A common question about garter snakes is how do they handle their prey?
Garter snakes, like all non-venomous snakes, will attempt to kill their prey using suffocation rather than poison or may even try swallowing smaller prey items whilst they're still alive.
Indeed, it has been recorded that relatives of the garter snakes have been caught easting live amphibians, whereupon they've been so startled by the apprearance of a human that they dropped the prey item which wriggled off to live another day.
It's important to remember when discussing how garter snakes handle their prey that they will always swallow their prey whole - whether it's dead or alive - and so there are some important points to raise.
Firstly, there is a limit to the size of the prey item that can be consumed by any snake, garter snakes being no exception.
They will only rarely try to eat something much wider than the thieckest part of their body, though I have seen photos of enormous pythons in the wild with huge bumps in their stomach where they have eaten a small deer!
For a garter snake that grows to around an inch in body diameter this clearly limits the type of prey it will take.
Once a garter snake has found a suitable prey item it's time to get it into a position to eat it. Whilst it doesn't happen every single time, in the main this involves eating it head first.
The benefit of this is that all the limbs, hairs, ear etc. on the prey will fold flat as the snake swallows it head first, whilst if it swallows it the other way round these parts of likely to stick out and cause it to jam in the garter snake's throat.
The snakes have a specially modified jaw that not only dislocates from it's socket in the skull, but also can split in half thanks to a jaw that in two halves that is held together with an elasticated joint.
These two actions - of the jaw going down and out - by a considerable margein allows the snake to swallow such a large meal in one go.
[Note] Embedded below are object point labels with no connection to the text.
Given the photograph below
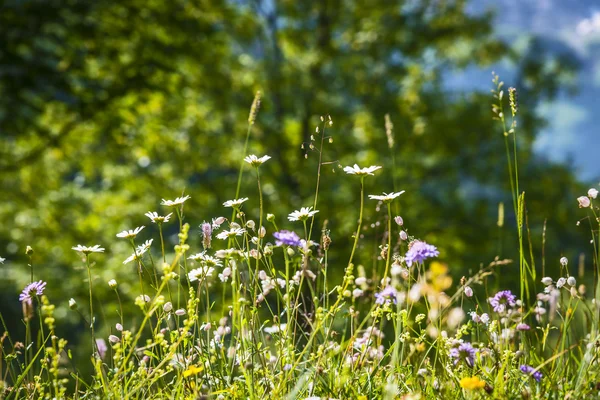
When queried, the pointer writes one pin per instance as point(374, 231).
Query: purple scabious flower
point(464, 352)
point(529, 370)
point(419, 251)
point(287, 237)
point(387, 295)
point(523, 327)
point(206, 235)
point(503, 299)
point(33, 289)
point(102, 348)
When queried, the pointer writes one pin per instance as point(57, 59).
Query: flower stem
point(357, 235)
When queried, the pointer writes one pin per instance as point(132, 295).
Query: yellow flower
point(472, 383)
point(192, 370)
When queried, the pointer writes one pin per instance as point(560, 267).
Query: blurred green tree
point(107, 107)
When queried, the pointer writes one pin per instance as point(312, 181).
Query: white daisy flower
point(82, 249)
point(356, 170)
point(135, 256)
point(256, 161)
point(231, 233)
point(172, 203)
point(386, 197)
point(227, 253)
point(146, 245)
point(275, 328)
point(302, 215)
point(130, 234)
point(235, 203)
point(206, 259)
point(155, 218)
point(199, 274)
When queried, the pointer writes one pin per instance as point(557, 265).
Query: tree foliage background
point(107, 107)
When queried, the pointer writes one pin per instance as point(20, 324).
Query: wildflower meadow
point(249, 304)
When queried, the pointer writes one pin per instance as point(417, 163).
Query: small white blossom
point(145, 246)
point(356, 170)
point(584, 201)
point(199, 274)
point(135, 256)
point(386, 198)
point(130, 234)
point(256, 161)
point(155, 218)
point(235, 203)
point(468, 291)
point(302, 215)
point(172, 203)
point(82, 249)
point(485, 319)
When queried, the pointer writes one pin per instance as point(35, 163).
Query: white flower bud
point(584, 201)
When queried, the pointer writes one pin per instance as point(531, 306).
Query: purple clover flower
point(523, 327)
point(287, 237)
point(206, 235)
point(102, 348)
point(420, 251)
point(529, 370)
point(464, 352)
point(387, 295)
point(33, 289)
point(503, 299)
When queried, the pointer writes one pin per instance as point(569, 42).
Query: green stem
point(357, 235)
point(87, 261)
point(389, 250)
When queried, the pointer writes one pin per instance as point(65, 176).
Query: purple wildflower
point(33, 289)
point(502, 299)
point(419, 251)
point(206, 235)
point(464, 352)
point(287, 237)
point(102, 347)
point(388, 294)
point(529, 370)
point(523, 327)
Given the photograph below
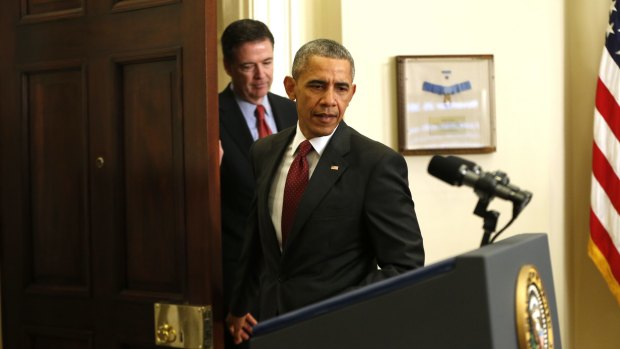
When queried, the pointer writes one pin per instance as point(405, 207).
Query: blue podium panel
point(464, 302)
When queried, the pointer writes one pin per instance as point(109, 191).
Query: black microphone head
point(448, 169)
point(470, 164)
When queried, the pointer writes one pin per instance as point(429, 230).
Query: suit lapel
point(234, 122)
point(272, 155)
point(331, 166)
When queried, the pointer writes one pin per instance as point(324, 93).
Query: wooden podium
point(499, 296)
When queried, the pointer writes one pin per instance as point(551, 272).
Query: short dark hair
point(239, 32)
point(322, 48)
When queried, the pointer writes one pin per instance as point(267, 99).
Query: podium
point(498, 296)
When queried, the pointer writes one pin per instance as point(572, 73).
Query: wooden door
point(108, 169)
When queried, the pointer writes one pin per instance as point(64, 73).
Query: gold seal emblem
point(534, 327)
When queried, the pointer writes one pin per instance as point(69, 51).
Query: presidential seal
point(534, 327)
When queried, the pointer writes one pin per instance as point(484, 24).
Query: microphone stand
point(490, 218)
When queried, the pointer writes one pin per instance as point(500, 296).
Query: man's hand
point(240, 327)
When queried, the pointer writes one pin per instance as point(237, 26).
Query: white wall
point(526, 39)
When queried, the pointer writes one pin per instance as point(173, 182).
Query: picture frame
point(446, 104)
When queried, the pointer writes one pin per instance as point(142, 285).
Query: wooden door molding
point(109, 171)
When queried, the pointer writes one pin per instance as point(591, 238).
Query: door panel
point(109, 173)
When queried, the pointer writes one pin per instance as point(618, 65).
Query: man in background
point(247, 111)
point(331, 204)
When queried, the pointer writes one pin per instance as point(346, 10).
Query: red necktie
point(296, 182)
point(261, 124)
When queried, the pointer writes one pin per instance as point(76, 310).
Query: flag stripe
point(604, 242)
point(607, 142)
point(605, 213)
point(605, 176)
point(608, 108)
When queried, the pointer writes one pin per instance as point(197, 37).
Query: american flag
point(604, 244)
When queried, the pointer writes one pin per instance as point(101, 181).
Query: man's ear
point(289, 86)
point(227, 67)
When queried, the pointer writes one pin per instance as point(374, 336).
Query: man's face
point(252, 70)
point(323, 92)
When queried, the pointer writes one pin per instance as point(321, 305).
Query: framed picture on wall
point(446, 104)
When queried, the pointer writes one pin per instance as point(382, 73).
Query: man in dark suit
point(248, 59)
point(356, 213)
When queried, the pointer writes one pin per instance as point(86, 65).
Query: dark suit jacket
point(355, 214)
point(236, 180)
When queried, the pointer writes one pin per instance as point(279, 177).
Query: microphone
point(458, 171)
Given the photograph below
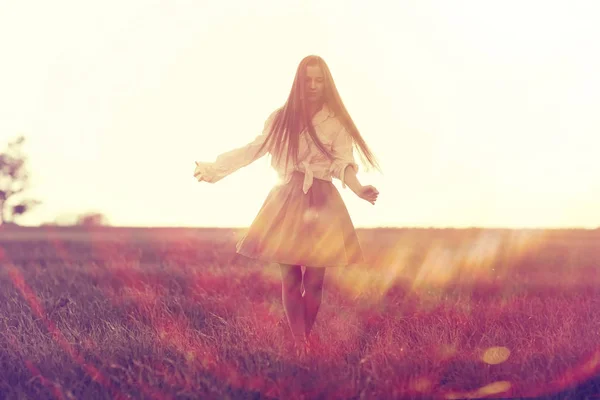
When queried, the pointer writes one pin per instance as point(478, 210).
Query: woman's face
point(314, 84)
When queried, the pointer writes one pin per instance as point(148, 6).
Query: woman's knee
point(313, 280)
point(291, 277)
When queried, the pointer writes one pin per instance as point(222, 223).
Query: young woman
point(303, 221)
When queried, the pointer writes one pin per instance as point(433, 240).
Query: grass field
point(174, 313)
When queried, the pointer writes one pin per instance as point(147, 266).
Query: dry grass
point(159, 313)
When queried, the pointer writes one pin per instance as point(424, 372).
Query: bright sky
point(482, 113)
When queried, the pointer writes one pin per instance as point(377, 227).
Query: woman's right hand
point(368, 193)
point(203, 172)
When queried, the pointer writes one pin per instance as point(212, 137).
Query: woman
point(303, 221)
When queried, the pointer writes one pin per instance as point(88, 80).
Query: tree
point(14, 180)
point(92, 219)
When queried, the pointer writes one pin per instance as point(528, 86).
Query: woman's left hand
point(368, 193)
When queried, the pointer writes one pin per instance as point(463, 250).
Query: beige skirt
point(312, 229)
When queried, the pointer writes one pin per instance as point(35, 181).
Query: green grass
point(174, 313)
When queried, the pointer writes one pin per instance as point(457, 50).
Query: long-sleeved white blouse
point(311, 161)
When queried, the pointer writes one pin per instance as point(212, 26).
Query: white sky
point(482, 113)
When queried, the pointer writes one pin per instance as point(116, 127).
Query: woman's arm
point(345, 168)
point(229, 162)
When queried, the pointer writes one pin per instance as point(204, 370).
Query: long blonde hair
point(291, 119)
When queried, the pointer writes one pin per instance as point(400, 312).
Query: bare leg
point(291, 278)
point(313, 286)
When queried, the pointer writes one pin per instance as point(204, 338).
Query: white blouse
point(311, 161)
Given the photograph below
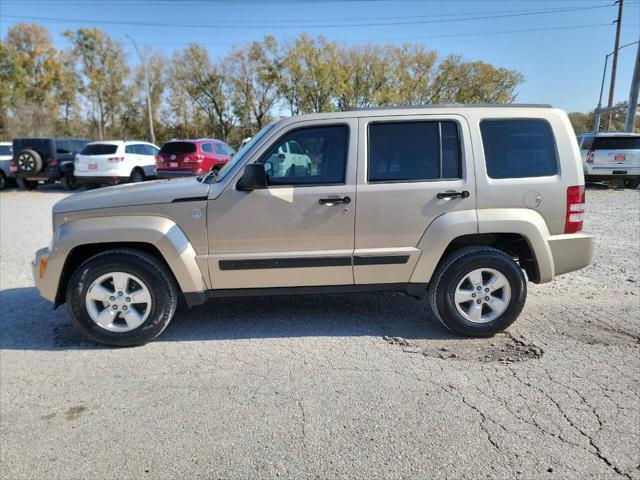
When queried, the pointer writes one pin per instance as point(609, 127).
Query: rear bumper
point(176, 173)
point(571, 252)
point(610, 172)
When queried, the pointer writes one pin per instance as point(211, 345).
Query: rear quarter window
point(178, 147)
point(519, 148)
point(99, 149)
point(616, 143)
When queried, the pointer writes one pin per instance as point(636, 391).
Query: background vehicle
point(611, 156)
point(450, 203)
point(5, 163)
point(179, 158)
point(45, 159)
point(115, 162)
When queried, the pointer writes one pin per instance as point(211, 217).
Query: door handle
point(334, 200)
point(463, 194)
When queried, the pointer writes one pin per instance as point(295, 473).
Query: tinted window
point(42, 146)
point(63, 147)
point(587, 143)
point(99, 149)
point(616, 143)
point(178, 147)
point(324, 160)
point(149, 149)
point(519, 148)
point(411, 151)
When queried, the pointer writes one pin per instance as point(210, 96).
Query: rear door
point(619, 153)
point(403, 164)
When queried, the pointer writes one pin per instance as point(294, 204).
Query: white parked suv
point(116, 162)
point(6, 155)
point(611, 156)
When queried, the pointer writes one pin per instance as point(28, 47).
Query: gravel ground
point(351, 386)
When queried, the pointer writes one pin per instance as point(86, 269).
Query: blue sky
point(561, 53)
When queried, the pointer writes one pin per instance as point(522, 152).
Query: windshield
point(99, 149)
point(242, 152)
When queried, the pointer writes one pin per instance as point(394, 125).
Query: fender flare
point(446, 228)
point(161, 232)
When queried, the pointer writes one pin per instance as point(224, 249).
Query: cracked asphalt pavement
point(343, 386)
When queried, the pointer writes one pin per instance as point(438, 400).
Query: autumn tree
point(103, 68)
point(255, 76)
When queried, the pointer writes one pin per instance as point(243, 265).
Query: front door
point(300, 230)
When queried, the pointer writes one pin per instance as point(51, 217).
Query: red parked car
point(179, 158)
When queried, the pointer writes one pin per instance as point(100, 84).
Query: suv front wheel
point(478, 291)
point(122, 297)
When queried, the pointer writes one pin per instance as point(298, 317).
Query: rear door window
point(616, 143)
point(178, 147)
point(413, 151)
point(99, 149)
point(519, 148)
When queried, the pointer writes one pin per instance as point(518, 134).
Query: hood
point(147, 193)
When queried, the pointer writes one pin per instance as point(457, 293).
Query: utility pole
point(633, 95)
point(146, 79)
point(614, 65)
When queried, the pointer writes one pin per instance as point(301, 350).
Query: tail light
point(590, 156)
point(575, 209)
point(197, 158)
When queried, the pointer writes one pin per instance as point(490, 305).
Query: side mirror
point(253, 178)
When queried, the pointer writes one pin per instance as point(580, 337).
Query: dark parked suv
point(45, 159)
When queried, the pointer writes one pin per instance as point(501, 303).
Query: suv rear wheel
point(24, 184)
point(122, 298)
point(29, 161)
point(478, 291)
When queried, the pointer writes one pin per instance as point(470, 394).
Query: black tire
point(453, 269)
point(24, 184)
point(136, 176)
point(69, 181)
point(29, 162)
point(632, 182)
point(148, 269)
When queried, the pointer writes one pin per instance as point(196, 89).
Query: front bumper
point(43, 276)
point(571, 252)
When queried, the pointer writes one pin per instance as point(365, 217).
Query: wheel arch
point(78, 240)
point(521, 233)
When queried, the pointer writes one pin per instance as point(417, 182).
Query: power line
point(236, 26)
point(418, 37)
point(403, 17)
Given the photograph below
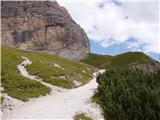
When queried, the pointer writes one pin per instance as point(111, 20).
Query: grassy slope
point(96, 60)
point(82, 116)
point(124, 59)
point(42, 65)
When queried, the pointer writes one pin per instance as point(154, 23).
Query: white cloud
point(108, 23)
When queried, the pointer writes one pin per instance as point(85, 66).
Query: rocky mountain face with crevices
point(42, 26)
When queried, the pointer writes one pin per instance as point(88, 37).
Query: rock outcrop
point(42, 26)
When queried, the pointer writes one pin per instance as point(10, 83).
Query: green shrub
point(129, 94)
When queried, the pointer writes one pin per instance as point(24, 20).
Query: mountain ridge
point(42, 26)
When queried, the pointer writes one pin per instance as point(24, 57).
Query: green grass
point(2, 99)
point(129, 94)
point(82, 116)
point(96, 60)
point(121, 60)
point(22, 88)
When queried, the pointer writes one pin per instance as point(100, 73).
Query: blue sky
point(118, 26)
point(116, 49)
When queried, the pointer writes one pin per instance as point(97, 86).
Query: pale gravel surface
point(59, 104)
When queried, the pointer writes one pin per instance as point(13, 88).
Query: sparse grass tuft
point(22, 88)
point(121, 60)
point(82, 116)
The garter snake's rear-pointing fangs help to keep the prey travelling in the right direction and no popping back out of it's mouth.
Indeed, the process by which snakes tend to swallow their prey is to slowly move one side of their jaw forwards followed by the other side and so on working right along the body of the prey item until it has been fully swallowed.
Then once the snake can safely close its mouth again (and watching it put it's jaw back into the right place can be quite fun!) rythmic waves of muscle in the snakes digestive system helps move the prey along through the gut to be digested - a process known as peristalysis.